Let's say I have a hypothesis that the geometric mean of attack/defense/speed is the best way to find strong pokemon...

In [4]:
def geom_mean(row):    
    return np.power(np.prod(row), 1./row.shape[0])

In [5]:
%timeit df['geom_mean'] = df[['Attack', 'Defense', 'Speed']].apply(geom_mean, axis=1)

8.61 ms ± 96.6 µs per loop (mean ± std. dev. of 7 runs, 100 loops each)


In [6]:
%timeit df['geom_mean'] = df[['Attack', 'Defense', 'Speed']].apply(geom_mean, axis=1, raw=True)

1.91 ms ± 11.1 µs per loop (mean ± std. dev. of 7 runs, 1,000 loops each)


In [7]:
@njit
def geom_mean_numba(row):    
    return np.power(np.prod(row), 1./row.shape[0])

# this will both test, and compile, our numba function
np.testing.assert_allclose(geom_mean(np.array([1.,2.,3])), geom_mean_numba(np.array([1.,2.,3])))  

In [8]:
%timeit df['geom_mean'] = df[['Attack', 'Defense', 'Speed']].apply(geom_mean_numba, axis=1, raw=True)

915 µs ± 16 µs per loop (mean ± std. dev. of 7 runs, 1,000 loops each)


About a x10 speed-up by going from a naive implementation to using `raw=True` + numba!

How does it compare to doing this the usual way...

In [9]:
%timeit df['geom_mean'] = (df.Attack * df.Defense * df.Speed)**(1./3.)

383 µs ± 6.94 µs per loop (mean ± std. dev. of 7 runs, 1,000 loops each)


Vectorization in this case is still faster, but `apply` implemented in a smarter way still makes savings.

In [10]:
@njit(parallel=True)
def geom_mean_numba_parallel(row):    
    return np.power(np.prod(row), 1./row.shape[0])

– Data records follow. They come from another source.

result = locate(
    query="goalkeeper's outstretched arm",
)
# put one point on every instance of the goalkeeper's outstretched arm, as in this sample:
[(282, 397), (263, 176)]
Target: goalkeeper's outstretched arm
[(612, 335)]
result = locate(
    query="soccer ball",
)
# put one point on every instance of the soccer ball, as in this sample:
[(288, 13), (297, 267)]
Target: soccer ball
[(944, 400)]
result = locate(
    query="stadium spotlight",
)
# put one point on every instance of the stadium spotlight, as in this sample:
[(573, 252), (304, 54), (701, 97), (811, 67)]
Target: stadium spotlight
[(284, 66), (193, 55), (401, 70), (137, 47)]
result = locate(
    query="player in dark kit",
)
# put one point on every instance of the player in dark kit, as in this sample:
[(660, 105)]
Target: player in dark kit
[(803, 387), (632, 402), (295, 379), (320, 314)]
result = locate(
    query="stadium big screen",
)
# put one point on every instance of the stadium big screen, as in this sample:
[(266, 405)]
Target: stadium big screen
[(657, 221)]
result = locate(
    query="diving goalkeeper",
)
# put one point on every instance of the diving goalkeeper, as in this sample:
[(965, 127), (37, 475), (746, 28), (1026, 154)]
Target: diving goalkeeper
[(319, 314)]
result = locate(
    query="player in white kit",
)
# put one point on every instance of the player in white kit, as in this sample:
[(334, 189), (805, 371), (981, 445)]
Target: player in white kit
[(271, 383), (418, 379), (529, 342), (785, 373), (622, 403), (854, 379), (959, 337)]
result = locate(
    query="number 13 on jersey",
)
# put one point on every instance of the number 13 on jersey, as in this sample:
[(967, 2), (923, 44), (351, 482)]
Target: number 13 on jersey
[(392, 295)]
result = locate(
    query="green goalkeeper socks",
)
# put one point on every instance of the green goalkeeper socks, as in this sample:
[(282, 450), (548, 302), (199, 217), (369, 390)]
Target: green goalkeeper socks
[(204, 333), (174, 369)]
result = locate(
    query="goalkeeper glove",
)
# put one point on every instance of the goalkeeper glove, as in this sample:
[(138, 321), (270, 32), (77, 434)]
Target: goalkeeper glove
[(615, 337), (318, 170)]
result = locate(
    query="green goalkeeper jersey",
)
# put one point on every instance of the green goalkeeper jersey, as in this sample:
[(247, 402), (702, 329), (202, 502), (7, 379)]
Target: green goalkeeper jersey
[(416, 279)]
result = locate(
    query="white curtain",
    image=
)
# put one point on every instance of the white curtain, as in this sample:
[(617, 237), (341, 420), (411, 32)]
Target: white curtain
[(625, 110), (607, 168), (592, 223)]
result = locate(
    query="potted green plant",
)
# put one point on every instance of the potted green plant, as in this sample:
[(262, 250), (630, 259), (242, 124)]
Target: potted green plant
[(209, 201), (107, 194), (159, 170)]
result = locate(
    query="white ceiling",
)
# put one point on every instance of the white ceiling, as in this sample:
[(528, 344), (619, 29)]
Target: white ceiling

# this will both test, and compile, our numba function
np.testing.assert_allclose(geom_mean(np.array([1.,2.,3])), geom_mean_numba_parallel(np.array([1.,2.,3])))  

In [11]:
%timeit df['geom_mean'] = df[['Attack', 'Defense', 'Speed']].apply(geom_mean_numba_parallel, axis=1, raw=True)

4.97 ms ± 418 µs per loop (mean ± std. dev. of 7 runs, 1 loop each)


Parallelization introduces a lot of overhead in this case, and probably wouldn't pay off until you get to much larger matrices.